RBI, after meeting the February Monetary Policy Committee (MPC), estimates inflation at 4.5 percent, assuming normal monsoons. Indian consumer price inflation was accelerated to 6.07 percent in February 2022.
Oil shocks after the Russian-Ukrainian war can accelerate inflation. The price of fuel in India is raised in stages, and the effect of the increase must immediately reflect the amount of inflation. HSBC Global Research expects inflation by an average of around 5.6 percent in the current financial year if oil averages around $ 100 per barrel. Import inflation on crude oil accounts, vegetable oil and metal make the MPC task more difficult.
Some experts believe this will act encouragement to increase interest rates faster than later. Deepak Panjwani, Head-Debt Market, Gepl Capital, expects the RBI to switch from the attitude of the policy that is accommodating to neutral, and climbing the reverse repo level of 25 basis points on April review.
Your attitude as an investor
Most income investors remain aware of discussions about rising interest rates. The bond market has also seen a stable increase in interest rates. But there is little progress when it comes to rising in the repo level or increase material in a fixed deposit rate, which floated around 5-5.5 percent. Investors have no choice but to receive a negative real level. Even though investors may not lock their money for the long term, there is no case to sit on cash too.
“Invest at a short point depends on the frame of someone’s investment time. If interest rates rise, more informed decisions to move to a higher level can be taken after accounting for premature penalty in the existing fixed deposit,” said Sen.
Simply put, do not save money in liquid funds or bank savings accounts or deposits remain short term. Conversely invest in a fixed deposit one to two years and decide when the tariff really rises.
Short-term products
Srivastava said: “Investors are better off investing in short-duration products depending on their financial goals. Investors can also look at medium-term roll-down products provided their investment timeframe matches with the maturity profile of the bonds held.”

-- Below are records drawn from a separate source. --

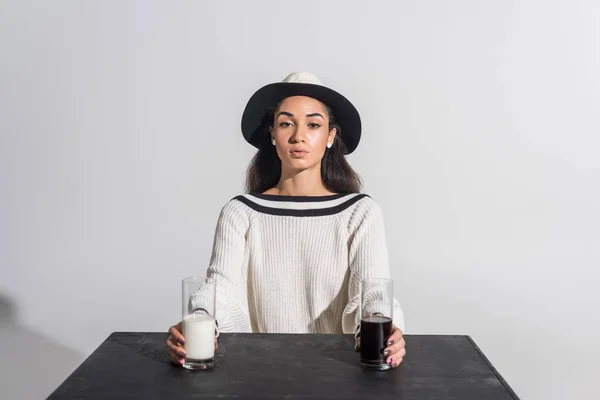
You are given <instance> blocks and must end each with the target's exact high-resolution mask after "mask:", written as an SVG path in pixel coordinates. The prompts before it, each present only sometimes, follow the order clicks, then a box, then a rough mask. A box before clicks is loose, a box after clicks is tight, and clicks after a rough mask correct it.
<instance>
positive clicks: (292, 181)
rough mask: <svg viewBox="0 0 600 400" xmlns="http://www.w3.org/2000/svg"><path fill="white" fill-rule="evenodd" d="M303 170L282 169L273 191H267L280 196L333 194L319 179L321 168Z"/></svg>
mask: <svg viewBox="0 0 600 400" xmlns="http://www.w3.org/2000/svg"><path fill="white" fill-rule="evenodd" d="M319 167H320V165H319V166H318V167H317V168H310V169H306V170H304V171H299V172H298V171H285V170H284V171H282V172H281V178H280V179H279V183H278V184H277V186H276V187H274V188H273V189H274V190H273V191H268V193H272V194H278V195H281V196H327V195H331V194H334V193H332V192H330V191H329V190H327V188H326V187H325V185H324V184H323V180H322V179H321V168H319Z"/></svg>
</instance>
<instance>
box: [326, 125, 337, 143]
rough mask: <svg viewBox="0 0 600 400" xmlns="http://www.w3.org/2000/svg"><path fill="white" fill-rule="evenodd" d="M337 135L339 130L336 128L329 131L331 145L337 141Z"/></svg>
mask: <svg viewBox="0 0 600 400" xmlns="http://www.w3.org/2000/svg"><path fill="white" fill-rule="evenodd" d="M336 134H337V129H336V128H335V127H333V128H332V129H331V130H330V131H329V137H328V138H327V141H328V142H329V143H333V140H334V139H335V135H336Z"/></svg>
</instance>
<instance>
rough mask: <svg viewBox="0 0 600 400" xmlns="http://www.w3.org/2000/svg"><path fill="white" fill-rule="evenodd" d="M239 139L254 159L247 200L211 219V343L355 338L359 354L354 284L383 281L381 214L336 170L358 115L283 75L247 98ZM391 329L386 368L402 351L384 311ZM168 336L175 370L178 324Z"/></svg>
mask: <svg viewBox="0 0 600 400" xmlns="http://www.w3.org/2000/svg"><path fill="white" fill-rule="evenodd" d="M242 133H243V135H244V138H245V139H246V140H247V141H248V142H249V143H250V144H252V145H253V146H255V147H257V148H258V152H257V154H256V156H255V157H254V159H253V160H252V162H251V164H250V166H249V168H248V172H247V179H246V186H247V194H244V195H242V196H238V197H236V198H234V199H232V200H230V201H229V202H228V203H227V204H226V205H225V206H224V207H223V209H222V211H221V215H220V217H219V220H218V223H217V229H216V233H215V239H214V244H213V252H212V256H211V261H210V265H209V267H208V273H207V275H208V276H209V277H212V278H214V279H216V281H217V308H216V317H217V319H218V324H219V329H220V331H221V332H267V333H269V332H273V333H274V332H279V333H355V336H356V337H357V346H359V345H360V333H359V332H358V328H357V327H358V326H359V322H360V316H359V315H358V307H359V303H360V298H359V286H360V281H361V279H363V278H368V277H375V278H381V277H383V278H385V277H389V276H390V271H389V264H388V253H387V247H386V238H385V231H384V224H383V217H382V213H381V210H380V208H379V206H378V205H377V203H376V202H375V201H374V200H373V199H371V198H370V197H369V196H367V195H365V194H361V193H360V186H361V184H360V179H359V177H358V175H357V174H356V173H355V172H354V170H353V169H352V168H351V167H350V165H349V164H348V162H347V161H346V158H345V156H346V154H350V153H351V152H352V151H354V150H355V149H356V147H357V146H358V143H359V140H360V135H361V120H360V116H359V113H358V111H357V110H356V108H355V107H354V106H353V105H352V103H350V101H348V100H347V99H346V98H345V97H344V96H343V95H341V94H340V93H338V92H336V91H334V90H332V89H330V88H327V87H325V86H324V85H322V84H321V82H320V81H319V80H318V79H317V78H316V77H315V76H314V75H312V74H309V73H292V74H290V75H288V76H287V77H286V78H285V79H284V81H283V82H279V83H273V84H270V85H267V86H264V87H263V88H261V89H259V90H258V91H257V92H256V93H255V94H254V95H253V96H252V97H251V98H250V100H249V102H248V104H247V106H246V109H245V111H244V114H243V116H242ZM195 302H196V305H197V306H201V303H202V299H201V298H198V299H195ZM393 321H394V326H393V329H392V334H391V336H390V338H389V341H388V347H387V348H386V349H385V352H384V354H385V355H386V357H387V362H388V364H390V365H392V366H393V367H397V366H398V365H399V364H400V363H401V362H402V358H403V357H404V355H405V354H406V351H405V348H404V339H403V337H402V331H403V330H404V316H403V313H402V310H401V308H400V305H399V304H398V302H397V301H396V300H394V315H393ZM169 333H170V335H169V338H168V340H167V347H168V352H169V356H170V358H171V359H172V361H173V362H175V363H180V364H181V363H183V358H184V357H185V350H184V348H183V343H184V342H185V338H184V337H183V335H182V334H181V323H179V324H177V325H175V326H172V327H171V328H170V329H169Z"/></svg>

Although the rate hike cycle may seem to be getting delayed, long-term bond funds are best avoided. Long-term bond yields have soared, inflicting mark-to-market losses on investors. From a low of 5.76 percent on July 10, 2020, the 10-year yield rose to 6.91 percent on April 6, 2022. According to Value Research, gilt funds yielded 3.07 percent returns over the one year ended April 5, 2022. Investors in long-term bond funds may face the heat of rising rates.
“RBI may raise the repo rate by 50 to 75 basis points. But the impact on long-term government bonds may not be as much, as the bond markets have been factoring in the possible rate hikes. But for the time being, stay away from long-term bond funds to avoid volatility,” said Sen.
Panjwani also advocates investing in fixed-income avenues with a two – to three-year maturity. He expects long-term yields to rise. “Over the next three to six months, the 10-year benchmark yield should move towards 7.42-levels and going forward, the upper range of 7.75% is possible,” he said.
Given uncertainty over the extent and pace of an interest rate hike, investors would be better off with short-duration bond funds.
Will home loans become dearer?
Given the expectation of RBI holding rates tomorrow, home loan customers can breathe easy for now as many home loans given by banks are linked to the repo rate. But the low interest-rate regime is expected to end soon. So be prepared for a hike in the repo rate and consequently, an increase in the equated monthly instalments (EMI) on existing loans. New home loans, too, may get repriced up if the RBI signals the start of a fast-paced rate-hike cycle.